Time Warner hit by drop in ad revenue, recession
Time Warner Inc., the owner of AOL and the Warner Bros. film studio, said first-quarter profit declined as the recession sapped advertising and DVD sales.
Net income fell to US$661-million, or 55 U.S. cents a share, the New York-based company said today in a statement. Profit of 45 U.S. cents a share excluding some items beat the 40-cent average estimate of 14 analysts in a Bloomberg survey.
Time Warner cut about 1,500 jobs this year and reduced spending on film marketing to help counter slumping ad sales at AOL and the Time Inc. magazines. Chief Executive Officer Jeffrey Bewkes, 56, split off the cable-systems unit and is weighing a possible separation of AOL to focus Time Warner on content assets including its film studio and cable-TV channels.
"It looks like they were able to manage costs reasonably well," said Chris Marangi, an analyst for Rye, New York-based Gabelli & Co., whose affiliate Gamco Investors Inc. manages about US$20-billion, including almost 4 million Time Warner shares. "We expected cable networks to be strong, and AOL to be weak."
Time Warner gained 31 U.S. cents to US$21.77 yesterday in New York Stock Exchange composite trading. Before today, the stock had fallen 2.4% this year, while the Standard & Poor’s 500 Index dropped 5.3%.
Revenue declined 7% to US$6.95-billion from US$7.47-billion. Analysts estimated sales of US$6.79-billion on average.

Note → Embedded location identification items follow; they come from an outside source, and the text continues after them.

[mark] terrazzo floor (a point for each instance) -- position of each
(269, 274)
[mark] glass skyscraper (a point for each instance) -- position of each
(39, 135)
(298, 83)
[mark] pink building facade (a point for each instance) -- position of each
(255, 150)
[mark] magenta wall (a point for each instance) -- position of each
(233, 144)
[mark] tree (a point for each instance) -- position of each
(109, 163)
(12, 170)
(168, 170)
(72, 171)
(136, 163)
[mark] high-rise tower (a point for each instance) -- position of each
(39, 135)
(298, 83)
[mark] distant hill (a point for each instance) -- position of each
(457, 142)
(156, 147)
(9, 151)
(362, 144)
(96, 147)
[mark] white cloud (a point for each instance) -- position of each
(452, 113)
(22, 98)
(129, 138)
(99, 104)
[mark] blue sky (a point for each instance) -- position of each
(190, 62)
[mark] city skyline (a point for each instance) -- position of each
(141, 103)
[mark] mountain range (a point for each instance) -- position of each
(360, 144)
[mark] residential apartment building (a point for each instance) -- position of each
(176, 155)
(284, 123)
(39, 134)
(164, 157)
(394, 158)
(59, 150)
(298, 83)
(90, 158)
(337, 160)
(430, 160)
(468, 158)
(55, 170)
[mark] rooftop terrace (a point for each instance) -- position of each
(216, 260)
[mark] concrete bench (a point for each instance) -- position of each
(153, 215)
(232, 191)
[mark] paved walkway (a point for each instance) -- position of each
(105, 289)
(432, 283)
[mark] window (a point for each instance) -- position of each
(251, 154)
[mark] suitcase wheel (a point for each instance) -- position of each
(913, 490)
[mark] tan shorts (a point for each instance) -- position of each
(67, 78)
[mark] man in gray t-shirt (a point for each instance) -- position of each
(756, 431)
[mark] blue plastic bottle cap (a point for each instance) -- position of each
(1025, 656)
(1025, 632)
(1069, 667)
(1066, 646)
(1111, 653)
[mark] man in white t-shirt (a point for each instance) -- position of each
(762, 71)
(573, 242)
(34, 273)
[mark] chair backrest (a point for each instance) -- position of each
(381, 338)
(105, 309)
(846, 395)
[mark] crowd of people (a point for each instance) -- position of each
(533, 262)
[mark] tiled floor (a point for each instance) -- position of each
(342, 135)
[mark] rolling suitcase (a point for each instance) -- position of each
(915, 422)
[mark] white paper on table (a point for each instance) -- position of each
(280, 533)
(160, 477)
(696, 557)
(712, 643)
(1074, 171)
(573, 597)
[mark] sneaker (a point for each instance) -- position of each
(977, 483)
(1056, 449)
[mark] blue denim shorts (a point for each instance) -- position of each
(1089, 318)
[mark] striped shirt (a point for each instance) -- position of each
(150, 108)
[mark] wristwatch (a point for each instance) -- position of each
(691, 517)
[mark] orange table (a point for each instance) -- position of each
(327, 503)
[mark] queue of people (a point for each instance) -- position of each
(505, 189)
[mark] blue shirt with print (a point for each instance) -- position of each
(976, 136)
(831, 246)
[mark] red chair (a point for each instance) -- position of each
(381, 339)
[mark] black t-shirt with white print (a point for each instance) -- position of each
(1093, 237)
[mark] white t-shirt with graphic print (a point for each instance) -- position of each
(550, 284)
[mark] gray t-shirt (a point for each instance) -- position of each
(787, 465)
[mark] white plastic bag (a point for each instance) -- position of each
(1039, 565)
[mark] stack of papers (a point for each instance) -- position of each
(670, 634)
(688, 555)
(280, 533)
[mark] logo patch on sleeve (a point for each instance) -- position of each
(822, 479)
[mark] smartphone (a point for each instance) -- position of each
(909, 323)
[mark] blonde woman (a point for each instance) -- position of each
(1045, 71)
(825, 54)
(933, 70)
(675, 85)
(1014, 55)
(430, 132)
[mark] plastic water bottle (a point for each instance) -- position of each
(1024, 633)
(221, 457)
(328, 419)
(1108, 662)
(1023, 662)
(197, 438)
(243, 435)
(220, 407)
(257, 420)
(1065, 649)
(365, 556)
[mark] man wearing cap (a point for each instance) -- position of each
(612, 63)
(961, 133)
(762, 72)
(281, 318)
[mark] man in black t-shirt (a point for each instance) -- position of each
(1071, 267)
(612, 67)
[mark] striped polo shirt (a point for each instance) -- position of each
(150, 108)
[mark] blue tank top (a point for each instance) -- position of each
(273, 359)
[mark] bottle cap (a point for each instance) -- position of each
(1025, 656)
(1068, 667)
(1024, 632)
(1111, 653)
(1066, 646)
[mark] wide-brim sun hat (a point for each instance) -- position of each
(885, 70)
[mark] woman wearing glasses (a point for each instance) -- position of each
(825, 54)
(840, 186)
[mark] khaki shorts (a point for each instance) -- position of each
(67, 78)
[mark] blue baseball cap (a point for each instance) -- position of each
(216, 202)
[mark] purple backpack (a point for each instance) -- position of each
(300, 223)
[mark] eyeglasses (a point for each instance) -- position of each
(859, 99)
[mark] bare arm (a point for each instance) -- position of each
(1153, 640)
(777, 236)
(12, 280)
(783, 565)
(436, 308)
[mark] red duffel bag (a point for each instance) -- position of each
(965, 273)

The cable networks division, including HBO and CNN, was the only unit to add revenue in the quarter. Revenue at the film division fell 7.3% on dropping DVD sales, Time Warner said.
Ad revenue at Time Inc., the publisher of People and Fortune magazines, plunged 30%, steeper than the 27% drop projected by Michael Morris, an analyst a UBS AG.
AOL’s ad sales dropped 20% in the quarter, in line with an estimate by Alan Gould, an analyst at Natixis Bleichroeder Inc.
"It’s an ugly world out there," Morris, who recommends buying the shares, said in an interview before the results. Advertising was "pretty nasty in the first quarter."
Bewkes has prepared AOL for a possible spinoff in the past two months, hiring Google Inc. veteran Tim Armstrong as chief executive for the division and amending debt agreements that restricted the transfer of its assets. Bewkes said in February that spinning off all or part of the Web unit was one option.
The company is working to determine the "right ownership structure for AOL," Bewkes said today in the statement.
Time Warner also reiterated that it expects 2009 adjusted profit from continuing operations to be unchanged compared with 2008.
The company completed the spinoff of Time Warner Cable Inc. in March, in turn receiving US$9.25-billion in cash. Results for last quarter and the year-ago period exclude Time Warner Cable.
The separation dropped Time Warner to third place among U.S. media companies, behind Walt Disney Co. and News Corp., based on 2008 sales.
Last month, Time Warner agreed to buy 31% of Central European Media Enterprises Ltd., the TV station operator founded by cosmetics heir Ronald Lauder, for US$241.5-million.
Net income was US$771-million, or 64 U.S. cents, in the year-ago quarter.